O Retrato de Eleazar Swalmius está na coleção do Royal Museum of Fine Arts Antwerp. Seu número de inventário não é especificado nas fontes fornecidas. A obra foi registrada em 1727 no catálogo da coleção do Duque de Orleães no Palais Royal, em Paris, descrita como um retrato de um prefeito de Amsterdã por Rembrandt. Permaneceu naquela família até 1792, quando Louis Philippe Joseph d'Orléans vendeu toda a coleção para financiar sua carreira política e saldar dívidas. A pintura então passou por várias coleções inglesas antes de ser adquirida pelos comerciantes de arte belgas, os irmãos Bourgeois, que a venderam ao museu em 1886 por 200.000 francos. O museu a adquiriu como um Rembrandt original. A obra foi posteriormente restaurada, e após avaliação de especialistas por Ernst van de Wetering que confirmou sua autenticidade como um Rembrandt genuíno, foi colocada em exposição permanente.
Contexto
Retrato de Eleazar Swalmius (1637) é um exemplo canônico da retratística madura de Rembrandt, refletindo seu engajamento com a elite intelectual e religiosa de Amsterdã.

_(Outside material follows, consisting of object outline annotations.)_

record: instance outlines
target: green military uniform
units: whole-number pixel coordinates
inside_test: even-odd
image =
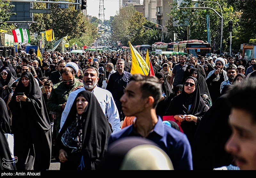
[[[56,131],[57,135],[60,129],[60,120],[63,110],[61,110],[61,105],[67,102],[68,97],[76,88],[83,85],[83,83],[77,79],[74,79],[74,84],[67,86],[62,82],[54,85],[52,87],[51,96],[46,103],[46,106],[50,111],[57,112],[56,119]]]

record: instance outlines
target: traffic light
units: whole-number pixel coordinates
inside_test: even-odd
[[[228,31],[229,32],[232,32],[233,24],[232,21],[228,21]]]
[[[81,2],[80,0],[76,0],[76,2],[77,3],[81,4]],[[80,7],[80,5],[79,4],[76,4],[75,5],[75,9],[76,11],[79,11]]]
[[[50,0],[47,0],[47,1],[50,1]],[[47,9],[51,9],[51,4],[50,3],[46,4],[46,8]]]
[[[87,0],[82,0],[82,4],[81,4],[81,9],[86,9],[86,1]]]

A obra foi registrada em 1727 na coleção do Duque de Orleães como um retrato de um prefeito de Amsterdã, posteriormente reidentificada como o pregador Eleazar Swalmius, um ministro da Igreja Reformada Holandesa ativo em Amsterdã de 1622 até sua morte em 1652. Swalmius, nascido em Rhoon em uma família de descendência flamenga, serviu congregações próximas a Roterdã antes de se estabelecer em Amsterdã, onde foi sepultado na Oude Kerk. Rembrandt, que conhecia Swalmius pessoalmente por meio de redes calvinistas compartilhadas e possivelmente através de Carel, irmão de Swalmius, testemunha do testamento de Rembrandt, criou este retrato em tamanho natural, em vista de três quartos, em uma composição sóbria marcada por um fundo marrom escuro, livros esparsos e uma pose contida sobre uma poltrona de madeira baixa. A autenticidade da pintura foi contestada no século XX, com estudiosos iniciais como Gerson atribuindo-a ao discípulo de Rembrandt, Govert Flinck, devido à falta percebida de vigor expressivo, mas extensa restauração e avaliação de especialistas por Ernst van de Wetering confirmaram-na como um Rembrandt original nos anos 2000. A obra permaneceu em armazenamento até sua reintegração à coleção do Royal Museum of Fine Arts Antwerp em 2005, onde agora é exibida como uma peça fundamental que ilustra a exploração de Rembrandt da psicologia humana e seu período 'dourado' (1637-1642).
Legado
A pintura tem sido por muito tempo citada como um retrato de um prefeito de Amsterdã, aparecendo no catálogo da coleção Orléans de 1727 e posteriormente em vendas privadas inglesas antes de sua aquisição em 1886 pelo Royal Museum of Fine Arts Antwerp. Trabalhos de restauração no final dos anos 2000 confirmaram seu status como um Rembrandt original, revertendo dúvidas anteriores que a haviam mantido em armazenamento por décadas. Estudiosos agora a reconhecem como um retrato genuíno de 1637 do pregador de Amsterdã Eleazar Swalmius, refletindo o estilo maduro da retratística de Rembrandt e sua conexão pessoal documentada com a família do modelo.
Artist & collection
Artist
Rembrandt Harmenszoon van Rijn, known mononymously as Rembrandt, was a Dutch Golden Age painter, printmaker, and draughtsman.